May 21, 2009
Heed body signals
Feeling dizzy? Your body could be alerting you to a more serious health problem. DHANY OSMAN reports
Don't shrug off dizziness, abdominal pains or shortness of breath. Sometimes, these common bodily symptoms point to more serious health problems which could require medical attention.
Doctors say that when in doubt, it is best to seek urgent medical help.
One of the most pressing concerns for those experiencing dizziness is the prospect of a stroke.
This is especially so when the dizziness is accompanied by symptoms like facial numbness, double vision, slurred speech and the inability to stand or walk without support.
Dr Rajinder Singh, a consultant at the National Neuroscience Institute's neurology department, said that it is critical for stroke victims to receive immediate medical attention.
This is because the medication used to treat acute ischemic strokes can be safely administered only within three hours of its onset.
'Early treatment has been shown to increase the likelihood of minimal, or no, disability by about 30 per cent,' he said.
Abdominal pain usually refers to pain felt in the stomach region, between the chest and the groin.
'It is a commonly presented complaint, accounting for about 10 per cent of all emergency department visits,' said Dr Steven Lim, an associate consultant at Changi General Hospital's Accident & Emergency (A & E) department.

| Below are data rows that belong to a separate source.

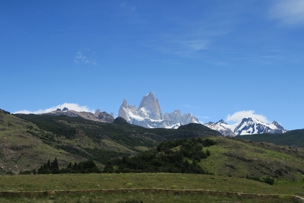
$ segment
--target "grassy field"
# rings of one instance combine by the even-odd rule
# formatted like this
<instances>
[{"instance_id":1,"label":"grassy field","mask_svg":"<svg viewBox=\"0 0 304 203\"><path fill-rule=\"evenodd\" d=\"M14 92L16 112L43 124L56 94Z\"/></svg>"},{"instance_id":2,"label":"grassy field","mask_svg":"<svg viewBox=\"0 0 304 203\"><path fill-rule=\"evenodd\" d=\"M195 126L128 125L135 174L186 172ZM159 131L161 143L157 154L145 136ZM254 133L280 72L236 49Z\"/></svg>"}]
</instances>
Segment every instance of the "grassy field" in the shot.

However, only about 7 per cent of patients admitted with such pain will have life-threatening conditions.
Diseases involving the gastrointestinal and genito-urinary tracts are the most common sources of acute abdominal pain.
These can range from peptic ulcers, irritable bowel syndrome and food poisoning to kidney stones and urinary tract infections.
Dr Lim said doctors will be alert to the elderly and women of reproductive age who have abdominal pain.
For those above 65, it is more likely to signal a life-threatening condition which can worsen.
In the case of women, Dr Lim explained that pain in the pelvic regions can often be thought to stem from the abdomen.
Such pains, he added, when associated with an abnormal menstrual cycle, can be a sign of a problem in the reproductive organs.
Those experiencing acute abdominal pain may also be suffering from a perforated stomach ulcer or acute appendicitis.
'Emergency department doctors are always on the lookout for such cases as they are likely to require surgery,' said Dr Lim.
Shortness of breath
Feelings of breathlessness can also be a sign of conditions like pneumonia, severe asthma attacks or chronic obstructive pulmonary disorder (COPD).
It can also signal the onset of a heart attack, kidney failure or possible diabetic coma.
Dr Lai Shieh Mei, an associate consultant at Changi General Hospital's Accident and Emergency department, said breathless patients often undergo an electrocardiogram and chest radiograph examination.
For those who are severely breathless, blood investigations are also done to determine their exact condition.
Dr Lai said those with a known history of asthma, COPD or heart failure should seek treatment if there is an acute worsening of their condition.